The sun is shining so bright it makes my eyes watery. Does she notice that? What if she thinks I’m an idiot that just cries over some popsicle melting? She can’t possibly think that. Can she? That would be absurd. Okay, I gotta emphasize that my eyes are teary because I’m blinded and not because I’m crying. Okay, I’ll just rub my eyes and make a really blinded face.

“Are you okay?” she’s asking.

Why is she asking that? Maybe I rubbed my eyes wrong, maybe my attempt at making a blinded face has failed? Maybe NOW she thinks I was crying. Okay, I gotta play it cool. let’s play it cool. I put on a smile and nodded at her question so she knows that I’m fine. Because I clearly am.

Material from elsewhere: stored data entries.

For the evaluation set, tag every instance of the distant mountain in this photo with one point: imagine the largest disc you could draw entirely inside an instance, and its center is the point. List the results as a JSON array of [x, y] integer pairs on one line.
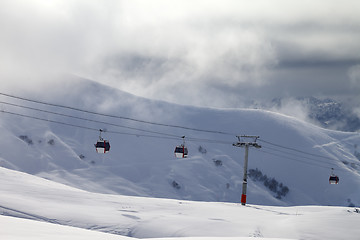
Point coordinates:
[[292, 167], [327, 113]]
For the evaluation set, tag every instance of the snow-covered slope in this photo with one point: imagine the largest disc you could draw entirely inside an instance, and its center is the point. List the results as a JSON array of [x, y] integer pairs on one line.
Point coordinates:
[[31, 198], [146, 166]]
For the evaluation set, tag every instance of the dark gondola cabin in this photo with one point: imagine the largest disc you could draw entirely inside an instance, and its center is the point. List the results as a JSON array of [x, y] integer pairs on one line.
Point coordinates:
[[181, 151], [333, 179], [102, 146]]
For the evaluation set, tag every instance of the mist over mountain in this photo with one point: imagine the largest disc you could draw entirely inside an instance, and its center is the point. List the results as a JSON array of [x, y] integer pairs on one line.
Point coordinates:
[[291, 168], [324, 112]]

Should I have added something? Maybe I should have explained why my eyes were watery just to make sure that she doesn’t think I was crying? Maybe I should have asked her if she was okay. I really wanted to know if she was.

Never mind, it doesn’t seem like she’s still thinking about that. She just took my yes as a yes, and she knows that I am fine. Why would she take it any differently? If someone says he’s okay, he’s okay. there’s no reason for her to overthink it. If she would overthink it it would be ridiculous of her. I don’t even want to be with a person that would do such a ridiculous thing. If someone says he’s fine, then he’s fine. Overthinking this would be ridiculous. One hundred percent ridiculous.

Alright, she’s talking about her work. How do I react to that? How do I react to that? Alright, I’ll just say that I’m in between jobs. People say that all the time. “I'm in between jobs”. Easy, simple, believable.

Unless, is it? I mean, is it believable? Isn’t it kind of saying “it’s not you, it’s me”? People say it, but everyone knows what it really means. Or maybe it’s different? I mean, it’s not exactly the same as me being in between jobs. That could easily be the case. Easily. And it sort of is. So what if I’ve been in between jobs for a year and a half now? Who determines how long the “between” should be? there’s no clear line really. In between could easily be 18 months. I mean, compared to the amount of time that I’ve been alive, it’s nothing really. A comma, a star in the sky, one grain of sand. Well, not literally, but you know what I mean. So, if she asks, I’ll go with “in between”. “in between” is good. it’s the truth. Sort of. Not really. But close enough.

Okay, she moved on to the next subject. she's asking me how my day went.

Okay, how did my day go? I woke up, changed clothing like a million time, put too much sugar in my coffee, so I spilled it in the sink, it kind of spilled on me as well, and I didn't want to smell like coffee so I had to take a second shower, put on different clothes. wasn’t satisfied with them either. Figured I was never going to be satisfied, so I just went out. forgot to lock the door, went back, locked the door, went down the stairs. Again wasn’t sure whether I locked the door or not. Decided to let it go anyway. went to the park. bumped into this guy, thought about how this guy must think I'm an idiot for bumping into him, then heard the seller asking me what I wanted, then realized I was standing in line for 7 minutes. then noticed she was already there, then I told the seller I wanted a popsicle, then I thought about whether she noticed I didn't mean to stand in line or not, and the next thing I know, the popsicle started melting. that's how my day went.

"umm", I began to answer, and now she's looking at her watch. I got curious myself so I'm looking at the watch now too. God, has it really been 20 minutes? really? 20 minutes in which the only things I said were "oh, shit!" "popsicles, huh?" and "umm"?!

Great. she says she needs to go. Reasonable. Can’t blame the poor thing. I'm such an idiot.